Viri dignitatem définirait-il l’homme comme époux, père et vierge ? Non, car pour cette pensée, la sponsalité, la paternité, le célibat n’ont pas le même poids identitaire chez l’homme que chez la femme. Son identité n’est pas d’être époux d’une femme, père d’enfants, et encore moins époux du Christ dans le célibat consacré. Son identité ne se limite pas à cela alors que Mulieris dignitatem le fait pour la femme. Il y a donc asymétrie. Le principe de cette asymétrie est que le féminin continue d’être pensé comme spécialement lié au sexuel et toujours référé au masculin.

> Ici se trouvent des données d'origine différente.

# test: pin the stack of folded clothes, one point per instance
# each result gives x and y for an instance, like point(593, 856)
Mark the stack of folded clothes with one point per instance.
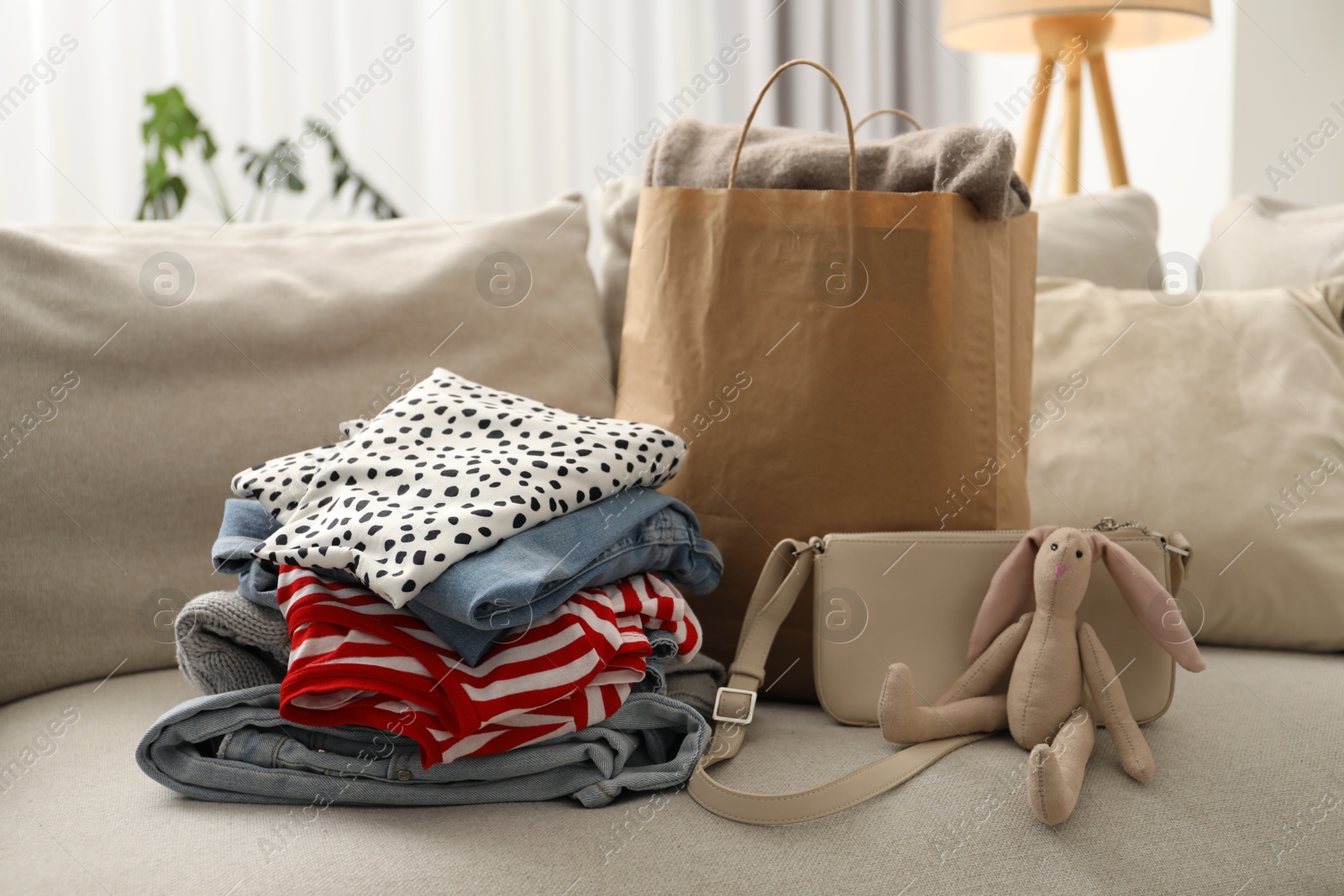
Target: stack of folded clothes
point(474, 598)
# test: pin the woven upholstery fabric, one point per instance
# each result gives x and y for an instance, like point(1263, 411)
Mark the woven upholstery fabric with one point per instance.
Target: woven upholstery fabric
point(1249, 761)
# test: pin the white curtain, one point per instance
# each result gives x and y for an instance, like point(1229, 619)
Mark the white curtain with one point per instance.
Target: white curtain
point(491, 105)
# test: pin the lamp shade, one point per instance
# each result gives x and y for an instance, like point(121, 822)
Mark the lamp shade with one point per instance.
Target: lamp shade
point(1005, 26)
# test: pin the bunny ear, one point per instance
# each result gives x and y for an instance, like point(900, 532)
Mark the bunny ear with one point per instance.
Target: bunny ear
point(1011, 593)
point(1149, 602)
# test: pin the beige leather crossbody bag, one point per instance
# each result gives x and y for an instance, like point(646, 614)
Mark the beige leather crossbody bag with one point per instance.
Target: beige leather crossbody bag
point(913, 598)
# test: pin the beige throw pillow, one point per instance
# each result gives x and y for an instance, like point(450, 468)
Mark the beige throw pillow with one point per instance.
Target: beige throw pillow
point(1222, 419)
point(1106, 238)
point(1257, 242)
point(139, 383)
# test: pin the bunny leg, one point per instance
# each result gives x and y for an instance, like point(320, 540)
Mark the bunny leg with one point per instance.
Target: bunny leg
point(907, 719)
point(991, 665)
point(1109, 696)
point(1055, 772)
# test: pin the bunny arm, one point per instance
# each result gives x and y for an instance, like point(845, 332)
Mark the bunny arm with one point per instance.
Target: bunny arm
point(967, 707)
point(1109, 696)
point(991, 665)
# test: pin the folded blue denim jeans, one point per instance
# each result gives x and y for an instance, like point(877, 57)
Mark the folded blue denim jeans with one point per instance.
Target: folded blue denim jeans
point(472, 604)
point(234, 747)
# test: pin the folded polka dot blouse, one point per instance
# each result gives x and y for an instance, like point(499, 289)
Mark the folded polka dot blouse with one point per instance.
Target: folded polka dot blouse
point(447, 470)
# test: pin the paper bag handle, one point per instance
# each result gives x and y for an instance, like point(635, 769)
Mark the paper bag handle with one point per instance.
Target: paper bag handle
point(844, 103)
point(900, 113)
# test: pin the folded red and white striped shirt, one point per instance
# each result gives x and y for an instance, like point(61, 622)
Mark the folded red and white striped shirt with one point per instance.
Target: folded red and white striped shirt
point(358, 660)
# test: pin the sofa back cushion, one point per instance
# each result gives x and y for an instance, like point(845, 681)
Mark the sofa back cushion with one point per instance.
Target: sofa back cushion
point(1222, 419)
point(138, 383)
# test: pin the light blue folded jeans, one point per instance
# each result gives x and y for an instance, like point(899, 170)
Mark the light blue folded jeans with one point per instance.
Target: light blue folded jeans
point(234, 747)
point(477, 598)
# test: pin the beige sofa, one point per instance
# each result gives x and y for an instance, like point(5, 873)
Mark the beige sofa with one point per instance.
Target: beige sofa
point(113, 495)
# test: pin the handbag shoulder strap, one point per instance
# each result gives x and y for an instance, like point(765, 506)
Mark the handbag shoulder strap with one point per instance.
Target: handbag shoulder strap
point(734, 710)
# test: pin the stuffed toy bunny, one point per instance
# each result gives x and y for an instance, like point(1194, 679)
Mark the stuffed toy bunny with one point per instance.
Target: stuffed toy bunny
point(1052, 656)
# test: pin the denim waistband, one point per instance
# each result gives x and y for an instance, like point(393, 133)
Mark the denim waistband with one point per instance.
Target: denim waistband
point(477, 600)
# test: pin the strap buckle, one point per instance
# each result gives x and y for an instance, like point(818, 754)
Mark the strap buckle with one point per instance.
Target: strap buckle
point(750, 696)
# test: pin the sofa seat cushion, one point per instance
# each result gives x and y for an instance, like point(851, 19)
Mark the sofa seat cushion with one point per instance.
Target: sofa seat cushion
point(1247, 790)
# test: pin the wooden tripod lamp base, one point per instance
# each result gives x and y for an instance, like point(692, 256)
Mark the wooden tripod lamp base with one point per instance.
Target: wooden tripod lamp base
point(1068, 34)
point(1068, 42)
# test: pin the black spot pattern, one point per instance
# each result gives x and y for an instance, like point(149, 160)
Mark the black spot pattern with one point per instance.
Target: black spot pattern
point(433, 468)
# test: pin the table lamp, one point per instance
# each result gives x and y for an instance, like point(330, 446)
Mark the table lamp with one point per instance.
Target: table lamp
point(1066, 33)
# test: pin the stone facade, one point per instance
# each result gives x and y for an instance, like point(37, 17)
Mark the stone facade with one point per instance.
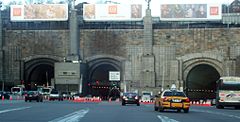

Il y a dans cette lettre encyclique une contradiction entre l’affirmation de la femme voulue pour elle-même et la réduction de sa vocation à une relation d’épouse pour un mari, de mère pour des enfants (du mari) ou d’épouse consacrée pour le Christ.
Si la raison du féminin et sa vocation essentielle sont pensées uniquement comme épouse pour un époux, en vue d’être mère, elle n’est pas voulue pour elle-même. Elle continue d’être pensée et voulue pour l’homme masculin.
Néfaste, une conception d’une femme éternelle
La lettre encyclique commençait en voulant tenir compte des signes de temps. Mais à la fin de la lettre, il est bien précisé que, face aux changements, il faut revenir aux fondements qui se trouvent dans le Christ, aux vérités et aux valeurs immuables dont le Christ est le témoin et qui est conforme au plan de Dieu qui a créé l’homme et la femme pour des vocations différentes. Ces vocations seraient inscrites dans le corps, et pour la femme, dans son corps fait pour la maternité.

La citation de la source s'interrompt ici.